Partly due to the very excited sales pitch I got from Phil, the desire to try something new, and the exciting possibility of getting in at the ground level of such an important and interesting project, I put my doubts aside, took the plunge, and tried for the job. My first task was to attend the CERN Accelerator Summer School in Greece. I finally learned that there is somewhat more to building and running a particle accelerator than I ever imagined. In fact, I came away convinced that there is no way on Earth any group of mortals could actually make one of these things work at all!

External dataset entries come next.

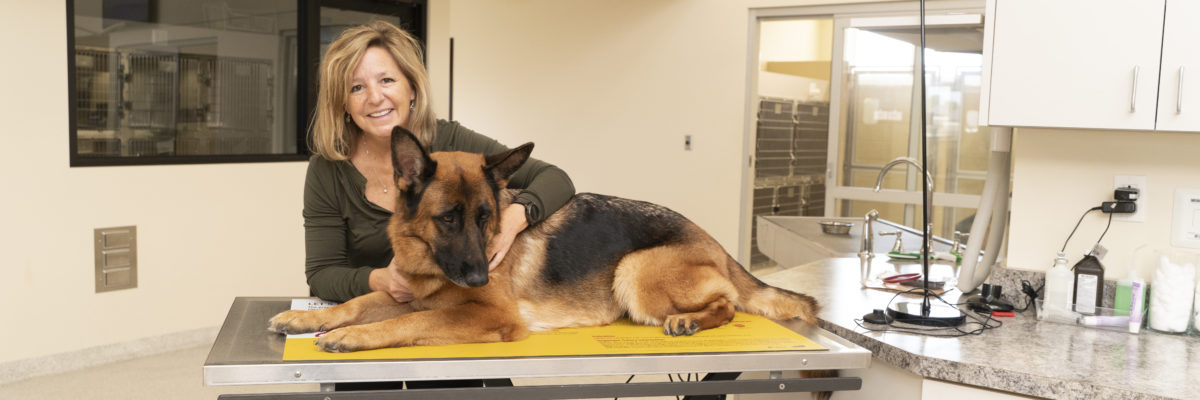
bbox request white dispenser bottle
[1044,252,1075,314]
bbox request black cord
[1014,279,1041,312]
[1060,206,1103,252]
[617,372,698,400]
[1095,211,1114,246]
[856,288,1002,337]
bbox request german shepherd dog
[269,126,820,353]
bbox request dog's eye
[440,215,455,224]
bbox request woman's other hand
[369,259,415,302]
[488,203,529,271]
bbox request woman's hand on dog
[488,203,530,271]
[369,259,415,303]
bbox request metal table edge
[204,297,871,386]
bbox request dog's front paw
[315,326,375,353]
[268,310,329,335]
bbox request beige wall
[443,0,752,251]
[1007,128,1200,279]
[0,2,309,363]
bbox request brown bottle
[1072,254,1105,315]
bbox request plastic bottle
[1115,269,1146,316]
[1115,272,1133,316]
[1044,252,1075,314]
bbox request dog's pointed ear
[390,125,436,193]
[483,143,534,185]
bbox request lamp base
[887,300,966,327]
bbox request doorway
[747,18,835,270]
[743,1,987,270]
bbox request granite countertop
[759,257,1200,400]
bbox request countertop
[760,257,1200,400]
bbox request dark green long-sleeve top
[303,120,576,302]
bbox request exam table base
[217,376,861,399]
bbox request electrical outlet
[1113,175,1146,222]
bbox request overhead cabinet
[1157,0,1200,132]
[980,0,1200,132]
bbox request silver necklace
[364,147,389,194]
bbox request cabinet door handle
[1179,66,1185,114]
[1131,66,1139,113]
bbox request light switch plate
[1171,189,1200,249]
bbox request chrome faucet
[874,156,934,253]
[874,157,933,196]
[859,209,879,287]
[861,209,879,257]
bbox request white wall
[0,2,309,364]
[1007,127,1200,279]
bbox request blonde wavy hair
[309,21,436,161]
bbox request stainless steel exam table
[204,297,870,399]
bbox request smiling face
[345,46,415,141]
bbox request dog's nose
[464,268,489,287]
[463,263,492,284]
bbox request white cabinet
[980,0,1200,133]
[1157,0,1200,131]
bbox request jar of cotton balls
[1192,279,1200,337]
[1146,249,1199,334]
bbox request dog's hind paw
[663,315,700,336]
[267,310,327,335]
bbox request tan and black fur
[269,126,820,353]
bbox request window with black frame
[68,0,424,166]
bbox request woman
[304,21,575,304]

But here I am 5 years later, happily working on the International Linear Collider (ILC) project. I am currently based at Stanford Linear Accelerator Center (SLAC), home of the world's only high-energy linear collider. Working here brings into clear focus the challenges that lie ahead when one contemplates the leap from SLAC's 90-GeV, 2-mile accelerator to one that could be 15 times longer, over a factor of 10 higher in energy, and provide over 10,000 times the luminosity. With such a dedicated and experienced group of accelerator physicists and such strong backing from the global physics community, I truly believe there is every chance that, given the opportunity by the world's funding agencies, the ILC can achieve every design goal.

One of the many things that keep me so involved and interested in this project is the fantastic sense of truly global cooperation. After the decision to use superconducting technology by the International Technology Recommendation Panel, I was amazed at the speed with which the worldwide community pulled together to start work on the unified goal of design and construction of a truly global International Linear Collider.

If I am fortunate enough to work on the ILC through to its conclusion, it could dominate most of my working life. But if it achieves only a small fraction of the expected, and maybe even some unexpected results, then I think it will have been worth every bit of effort by everyone involved.
Glen White, SLAC


Glen White is an accelerator physicist from Queen Mary, University of London, working for two years at Stanford Linear Accelerator Center on International Linear Collider design.